This is a guest post from Larry Dignan of TechRepublic’s sister site ZDNet. You can follow Larry on his ZDNet blog Between the Lines, or subscribe to the RSS feed.
When Amazon Web Services’ latest-and arguably most valuable-service is a system that allows you to ship terabytes of data to the cloud via snail mail you just have to chuckle. Yes folks, for all the fancy talk of cloud computing, terabytes-not to mention petabytes-of data and technological advancement the Sneakernet is alive and kicking.
The Sneakernet, where someone puts data on a disk, flash drive etc. and runs it to another computer, is arguably one of our most enduring networks. I still use it all the time. I’m sure I could network my home devices together, but the Sneakernet works just fine.
Multiply the Sneakernet on a grand scale and you understand why Amazon is launching a service called Import/Export. There’s too much data to move to the cloud and not enough bandwidth to get it there quickly. Why take five days to move data-and hog up all your bandwidth-when you can toss it on a storage brick of some sort and just overnight it?

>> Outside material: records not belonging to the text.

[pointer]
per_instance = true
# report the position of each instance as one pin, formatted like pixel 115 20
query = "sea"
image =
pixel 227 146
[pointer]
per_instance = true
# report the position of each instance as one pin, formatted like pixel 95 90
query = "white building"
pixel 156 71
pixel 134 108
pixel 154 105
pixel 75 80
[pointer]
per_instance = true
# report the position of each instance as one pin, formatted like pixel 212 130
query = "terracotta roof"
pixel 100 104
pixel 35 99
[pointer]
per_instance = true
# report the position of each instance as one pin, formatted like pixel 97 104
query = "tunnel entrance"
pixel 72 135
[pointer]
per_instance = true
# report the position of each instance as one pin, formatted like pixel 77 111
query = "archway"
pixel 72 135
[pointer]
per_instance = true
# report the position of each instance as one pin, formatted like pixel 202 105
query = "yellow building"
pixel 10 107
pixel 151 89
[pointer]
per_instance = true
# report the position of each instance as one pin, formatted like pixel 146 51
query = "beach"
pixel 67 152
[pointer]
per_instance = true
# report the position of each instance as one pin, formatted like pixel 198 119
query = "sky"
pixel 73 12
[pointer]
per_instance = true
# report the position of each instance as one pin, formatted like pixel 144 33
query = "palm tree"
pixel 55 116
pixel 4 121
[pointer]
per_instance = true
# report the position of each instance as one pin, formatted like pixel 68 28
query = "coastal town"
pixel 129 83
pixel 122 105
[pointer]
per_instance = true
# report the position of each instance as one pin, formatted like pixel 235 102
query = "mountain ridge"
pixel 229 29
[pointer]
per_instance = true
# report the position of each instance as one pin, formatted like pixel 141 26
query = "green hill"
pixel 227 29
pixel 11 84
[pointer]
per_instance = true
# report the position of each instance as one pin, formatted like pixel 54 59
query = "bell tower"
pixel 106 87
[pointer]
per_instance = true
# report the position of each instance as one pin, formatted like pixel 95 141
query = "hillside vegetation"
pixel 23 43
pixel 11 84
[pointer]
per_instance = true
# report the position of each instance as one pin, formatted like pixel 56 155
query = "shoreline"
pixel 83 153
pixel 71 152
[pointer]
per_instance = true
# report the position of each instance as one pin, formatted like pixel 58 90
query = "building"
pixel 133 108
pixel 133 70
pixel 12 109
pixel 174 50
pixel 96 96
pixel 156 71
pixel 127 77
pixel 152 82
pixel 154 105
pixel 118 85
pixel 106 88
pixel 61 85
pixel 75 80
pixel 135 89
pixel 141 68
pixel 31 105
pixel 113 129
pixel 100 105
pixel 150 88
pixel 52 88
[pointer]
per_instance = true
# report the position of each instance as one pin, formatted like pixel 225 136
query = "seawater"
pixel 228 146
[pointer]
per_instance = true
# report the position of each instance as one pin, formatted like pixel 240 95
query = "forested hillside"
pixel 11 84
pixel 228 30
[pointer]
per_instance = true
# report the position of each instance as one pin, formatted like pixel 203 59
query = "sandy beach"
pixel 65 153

Amazon CTO Werner Vogels explains:
In some ways the computing world has changed dramatically; networks have become ubiquitous and the latency and bandwidth capabilities have improved immensely. Next to this growth in network capabilities we have been able to grow something else to even bigger proportions, namely our datasets. Gigabyte data sets are considered small, terabyte sets are common place, and we see several customers working with petabyte size datasets.
No matter how much we have improved our network throughput in the past 10 years, our datasets have grown faster, and this is likely to be a pattern that will only accelerate in the coming years. While network may improve another other of magnitude in throughput, it is certain that datasets will grow two or more orders of magnitude in the same period of time.
Simply put, if you wanted to move a terabyte data set to EC2 it will take you a while. On an enterprise scale, this data-moving problem is yet another hindrance to cloud computing adoption. Amazon gives the following time frame to shipping a terabyte dataset over the network:
But that doesn’t capture the true costs. Microsoft Research notes that you still have to maintain that network. And there’s labor and support.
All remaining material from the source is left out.